Simon: That’s how we wrote as well – we were influenced by those guys as well as Patti Smith and others. The visual became the visual because of our videos and the work we put into those.
Roger: People recognise us because of videos. You know I travelled in a taxi once and when asked what I did, I replied a musician and it eventually go to the fact that I was one of Duran Duran. The guy remembered the film clip of us on a boat before he could remember our music. We remained very visual.
I am interested after 25 years or more to hear about the Girls On Film video that was banned half way round the world. Watching it recently, I am reminded how absolutely contemporary it was. I would suggest it was a little filthy for its time in the middle of Thatcherite England in the eighties.
Roger: You know it wasn’t intended to be filthy. Rather provocative, but when you look at it, nipples and ice cubes and women rubbing themselves against poles, it was ahead of its time. It was voted as the sexiest film clip of all time in the UK which astounded us.
Simon: Our target audience at that time was teenage girls and there were parents who were disgusted at what their little girls were watching. We had thousands of complaints and parents were outraged. You know there were women kissing each other after having a pillow fight on a rocket. It was certainly provocative.
There was a strong homo erotic / quasi gothic look with the New Romantic movement and some of your clips. How do you react to the suggestion that there are quite a few 30 something gay men out there who are as obsessed as the women were?

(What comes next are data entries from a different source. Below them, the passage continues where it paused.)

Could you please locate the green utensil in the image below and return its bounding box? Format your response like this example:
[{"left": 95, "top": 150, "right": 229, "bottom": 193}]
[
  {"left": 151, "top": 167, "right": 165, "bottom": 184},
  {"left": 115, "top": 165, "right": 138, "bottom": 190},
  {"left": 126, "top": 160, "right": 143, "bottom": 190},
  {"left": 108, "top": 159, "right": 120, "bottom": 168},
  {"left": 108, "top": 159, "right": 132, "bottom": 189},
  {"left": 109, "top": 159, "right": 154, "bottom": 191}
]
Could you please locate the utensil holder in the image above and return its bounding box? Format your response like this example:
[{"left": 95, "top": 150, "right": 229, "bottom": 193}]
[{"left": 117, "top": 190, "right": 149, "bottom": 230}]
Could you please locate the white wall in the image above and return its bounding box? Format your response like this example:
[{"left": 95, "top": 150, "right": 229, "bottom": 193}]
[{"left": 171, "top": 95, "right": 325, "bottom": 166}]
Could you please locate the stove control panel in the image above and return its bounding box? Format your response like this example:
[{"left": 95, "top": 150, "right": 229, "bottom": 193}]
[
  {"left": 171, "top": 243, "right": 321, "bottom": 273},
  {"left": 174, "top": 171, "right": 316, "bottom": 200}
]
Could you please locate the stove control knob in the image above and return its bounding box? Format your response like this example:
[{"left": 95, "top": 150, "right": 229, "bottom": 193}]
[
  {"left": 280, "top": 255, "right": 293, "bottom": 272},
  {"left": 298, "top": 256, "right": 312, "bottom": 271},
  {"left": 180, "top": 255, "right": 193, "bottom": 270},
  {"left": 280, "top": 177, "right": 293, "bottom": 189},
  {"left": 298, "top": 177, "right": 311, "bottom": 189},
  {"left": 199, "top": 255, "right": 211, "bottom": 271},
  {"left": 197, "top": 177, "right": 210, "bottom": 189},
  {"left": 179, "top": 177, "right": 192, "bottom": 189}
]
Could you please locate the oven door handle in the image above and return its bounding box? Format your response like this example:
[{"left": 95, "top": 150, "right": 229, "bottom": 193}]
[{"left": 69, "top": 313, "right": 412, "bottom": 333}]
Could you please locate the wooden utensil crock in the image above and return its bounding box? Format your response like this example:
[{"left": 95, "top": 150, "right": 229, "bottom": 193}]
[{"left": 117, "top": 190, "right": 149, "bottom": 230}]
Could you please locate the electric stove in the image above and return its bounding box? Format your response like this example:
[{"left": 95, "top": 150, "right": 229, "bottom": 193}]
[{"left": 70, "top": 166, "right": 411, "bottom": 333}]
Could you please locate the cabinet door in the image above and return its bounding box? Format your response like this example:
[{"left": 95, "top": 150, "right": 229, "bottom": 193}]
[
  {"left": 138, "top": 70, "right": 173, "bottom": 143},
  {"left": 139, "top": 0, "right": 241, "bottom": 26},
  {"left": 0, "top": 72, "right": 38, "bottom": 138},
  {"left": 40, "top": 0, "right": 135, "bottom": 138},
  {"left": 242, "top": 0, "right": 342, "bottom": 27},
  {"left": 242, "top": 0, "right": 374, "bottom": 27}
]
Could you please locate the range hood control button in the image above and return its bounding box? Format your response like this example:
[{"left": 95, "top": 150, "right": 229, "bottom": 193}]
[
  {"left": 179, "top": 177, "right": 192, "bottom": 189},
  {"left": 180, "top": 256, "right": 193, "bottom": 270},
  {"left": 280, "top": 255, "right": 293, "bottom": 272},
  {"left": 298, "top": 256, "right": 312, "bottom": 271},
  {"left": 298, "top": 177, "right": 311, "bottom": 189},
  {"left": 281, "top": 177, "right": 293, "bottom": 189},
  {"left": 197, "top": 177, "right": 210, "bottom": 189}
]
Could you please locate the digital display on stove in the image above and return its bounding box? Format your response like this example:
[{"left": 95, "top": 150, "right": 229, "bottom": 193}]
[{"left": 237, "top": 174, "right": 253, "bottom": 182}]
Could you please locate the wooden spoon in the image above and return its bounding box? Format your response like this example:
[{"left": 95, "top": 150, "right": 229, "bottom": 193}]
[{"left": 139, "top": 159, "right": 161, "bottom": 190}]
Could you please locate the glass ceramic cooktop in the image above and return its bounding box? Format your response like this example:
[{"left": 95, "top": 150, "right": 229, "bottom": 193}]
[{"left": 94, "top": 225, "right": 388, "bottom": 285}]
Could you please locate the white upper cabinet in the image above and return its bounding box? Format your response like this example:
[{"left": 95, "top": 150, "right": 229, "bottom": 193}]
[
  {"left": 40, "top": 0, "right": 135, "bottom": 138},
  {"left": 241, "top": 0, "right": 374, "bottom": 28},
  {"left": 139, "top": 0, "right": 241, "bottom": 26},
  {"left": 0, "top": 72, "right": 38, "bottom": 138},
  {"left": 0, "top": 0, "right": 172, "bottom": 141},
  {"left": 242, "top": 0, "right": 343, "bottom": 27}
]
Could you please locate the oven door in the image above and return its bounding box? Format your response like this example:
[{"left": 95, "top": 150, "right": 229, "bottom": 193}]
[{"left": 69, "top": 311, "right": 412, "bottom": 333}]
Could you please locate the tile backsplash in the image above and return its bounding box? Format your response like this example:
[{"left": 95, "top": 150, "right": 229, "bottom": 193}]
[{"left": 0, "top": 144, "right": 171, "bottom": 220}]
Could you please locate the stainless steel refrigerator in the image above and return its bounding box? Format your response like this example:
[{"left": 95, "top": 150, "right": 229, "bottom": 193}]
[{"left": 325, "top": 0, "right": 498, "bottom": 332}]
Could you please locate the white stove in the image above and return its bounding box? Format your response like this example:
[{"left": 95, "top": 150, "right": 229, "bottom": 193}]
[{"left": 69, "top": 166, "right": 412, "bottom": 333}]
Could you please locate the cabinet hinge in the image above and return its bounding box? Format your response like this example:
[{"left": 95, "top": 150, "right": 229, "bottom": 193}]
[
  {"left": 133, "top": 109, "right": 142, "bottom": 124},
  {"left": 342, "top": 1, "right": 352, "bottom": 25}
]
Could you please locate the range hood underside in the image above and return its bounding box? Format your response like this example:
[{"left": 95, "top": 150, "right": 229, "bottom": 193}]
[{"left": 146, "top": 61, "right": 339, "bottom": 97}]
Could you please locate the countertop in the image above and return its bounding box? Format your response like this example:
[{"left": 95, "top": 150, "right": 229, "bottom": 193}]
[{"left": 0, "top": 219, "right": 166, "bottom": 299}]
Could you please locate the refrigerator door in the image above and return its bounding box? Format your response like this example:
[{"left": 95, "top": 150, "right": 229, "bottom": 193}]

Simon: We have always had a gay following as have all the new romantic bands and singers. This was the era of expression where everything was thrown out the window. We knew we had a gay following – they were there dressed like us at our shows. I would be surprised if there weren’t a whole lot out there.
Roger: We appealed to a very diverse audience and we knew that the gay community in the eighties were loving our visual style. Again, we wore a purple suit not ‘cos were told to but that was what we wanted to wear in the street. We did worry that our visual could overshadow the music, and to some degree that happened.